The new gene therapy uses an approved virus to deliver an enhanced gene (eNdi1) developed by the Trinity team. The therapy was designed with the aim of boosting mitochondrial activity (mitochondria are “cellular energy generators” responsible for ATP production) and reducing damaging reactive oxygen species.
Jane Farrar, Research Professor in Trinity’s School of Genetics and Microbiology at Trinity, is the senior author of the published research article. She added:
“Developing broadly applicable gene therapies for large numbers of patients is particularly important, given high development costs associated with each therapy – and here we have highlighted this therapy has real potential for boosting mitochondrial function in glaucoma.”
Translation of the studies towards the clinic and patients, while involving many additional steps, is the next focus.
Based on these and other foundational achievements, the Trinity team – together with Loretto Callaghan – recently founded Vzarii Therapeutics to expedite future development of the dry AMD and glaucoma gene therapies towards human clinical trials.
About this genetics and visual neuroscience research news
Author: Thomas Deane
Source: TCD
Contact: Thomas Deane – TCD
Image: The image is credited to Neuroscience News
Original Research: Open access.
“AAV-NDI1 Therapy Provides Significant Benefit to Murine and Cellular Models of Glaucoma” by Sophia Millington-Ward et al. International Journal of Molecular Sciences
Abstract
AAV-NDI1 Therapy Provides Significant Benefit to Murine and Cellular Models of Glaucoma
Glaucoma, a leading cause of blindness, is a multifactorial condition that leads to progressive loss of retinal ganglion cells (RGCs) and vision. Therapeutic interventions based on reducing ocular hypertension are not always successful. Emerging features of glaucoma include mitochondrial dysfunction and oxidative stress.
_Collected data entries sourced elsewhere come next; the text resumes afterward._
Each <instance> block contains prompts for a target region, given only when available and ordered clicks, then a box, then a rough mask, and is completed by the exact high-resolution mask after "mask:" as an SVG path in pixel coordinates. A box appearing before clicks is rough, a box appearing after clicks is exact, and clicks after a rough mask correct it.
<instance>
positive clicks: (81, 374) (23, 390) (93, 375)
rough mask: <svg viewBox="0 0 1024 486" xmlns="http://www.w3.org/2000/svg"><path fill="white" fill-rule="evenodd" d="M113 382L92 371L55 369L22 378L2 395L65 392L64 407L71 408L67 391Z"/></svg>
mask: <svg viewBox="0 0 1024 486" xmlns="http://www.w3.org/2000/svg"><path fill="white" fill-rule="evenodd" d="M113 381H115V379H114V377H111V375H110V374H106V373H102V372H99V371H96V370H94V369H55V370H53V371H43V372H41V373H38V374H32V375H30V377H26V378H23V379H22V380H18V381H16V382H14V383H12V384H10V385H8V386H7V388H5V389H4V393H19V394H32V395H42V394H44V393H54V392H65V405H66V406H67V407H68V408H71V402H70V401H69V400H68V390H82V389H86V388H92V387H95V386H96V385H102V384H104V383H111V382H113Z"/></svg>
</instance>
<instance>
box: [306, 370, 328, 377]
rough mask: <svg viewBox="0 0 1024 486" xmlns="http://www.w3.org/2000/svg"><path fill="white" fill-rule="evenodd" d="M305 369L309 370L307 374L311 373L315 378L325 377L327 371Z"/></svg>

In the current study, NDI1-based gene therapy, which improves mitochondrial function and reduces reactive oxygen species, was delivered intraocularly via an adeno-associated viral vector (AAV).
This AAV-NDI1 therapy protected RGCs from cell death in treated (1552.4 ± 994.0 RGCs/mm2) versus control eyes (1184.4 ± 978.4 RGCs/mm2, p < 0.05) in aged DBA/2J mice, a murine model of glaucoma.
The photonegative responses (PhNRs) of RGCs were also improved in treated (6.4 ± 3.3 µV) versus control eyes (5.0 ± 3.1 µV, p < 0.05) in these mice. AAV-NDI1 also provided benefits in glaucomatous human lamina cribrosa (LC) cells by significantly increasing basal and maximal oxygen consumption rates and ATP production in these cells.
Similarly, NDI1 therapy significantly protected H2O2-insulted primary porcine LC cells from oxidative stress.
This study highlights the potential utility of NDI1 therapies and the benefits of improving mitochondrial function in the treatment of glaucoma.